3

I am trying to use Sparkmeausre to check the performance of my Pyspark code. I am using Pycharm Community edition on windows 10, with Pyspark properly configured. I did "pip install sparkmeasure" and sparkmeasure was sucessfully installed. Now when I am trying to run this snippet of code.

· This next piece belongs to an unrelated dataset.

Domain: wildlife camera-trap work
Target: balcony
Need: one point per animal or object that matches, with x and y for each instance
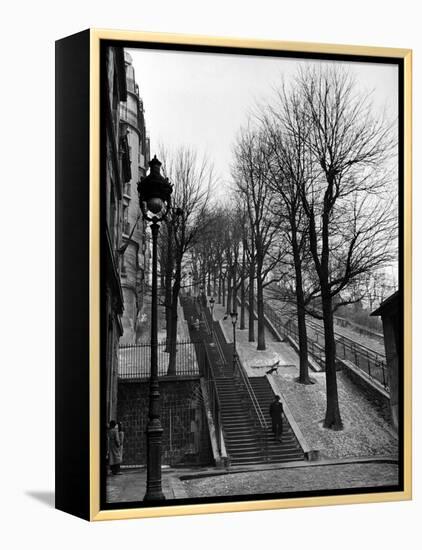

from pyspark import  SparkConf , SparkContext
from pyspark.context import  SparkContext
from pyspark.sql.session import  SparkSession
from sparkmeasure import StageMetrics


sc = SparkContext(master = "local" , appName = "sparkdemo")
spark = SparkSession(sc)
sm = StageMetrics(spark)

I am getting the error.

File "C:/Users/nj123/PycharmProjects/pythonProject/sparkdemo.py", line 9, in <module>
sm = StageMetrics(spark)
File "C:\Users\nj123\PycharmProjects\pythonProject\venv\lib\site- 
packages\sparkmeasure\stagemetrics.py", line 15, in __init__
self.stagemetrics = self.sc._jvm.ch.cern.sparkmeasure.StageMetrics(self.sparksession._jsparkSession)
TypeError: 'JavaPackage' object is not callable

How to resolve this error and to configure sparkmeasure to Pycharm correctly?

supernova
  • 93
  • 9
  • 2
    I have faced a similar issue in the past. Put the spark_measure jar in your `spark-2.4.4-bin-hadoop2.7/jars` directory (use the spark version which you have downloaded) and invoke the python script through spark-submit on commandline. That's the only way I could get it work. Don't use Pycharm way to start a spark job. – user238607 Dec 19 '20 at 15:07
  • @user238607 Thanks. I put my spark jar folder in "C:\Spark\spark-3.0.1-bin-hadoop2.7\jars" which contains all jars file. Now, what command should I type on cmd to execute this jar and how to invoke python script ? – supernova Dec 20 '20 at 16:53
  • @user238607 I did as you told, moved my jar file to the desired location and re ran the code in Pycharm terminal. It worked perfectly without any issues. Thanks a lot. Just curious to know, how you resolved this issue when you faced it first time! – supernova Dec 20 '20 at 17:10
  • You don't have to invoke the functions in the jar directly. Your python code will do that. Here's how you can submit pyspark job through spark-submit. https://stackoverflow.com/questions/38120011/using-spark-submit-with-python-main – user238607 Dec 20 '20 at 17:36
  • 1
    Okay. But I did it without spark - submit. Just ran the program in pycharm and it worked properly. – supernova Dec 20 '20 at 18:13
  • Please make sure to write your solution in the answer so that others will have a solution for future reference. – user238607 Dec 20 '20 at 18:17
  • @user238607 Thanks. I posted the solution. – supernova Dec 22 '20 at 10:20

1 Answers1

1

Thanks to @user238607. Here are the steps I performed to resolve this issue.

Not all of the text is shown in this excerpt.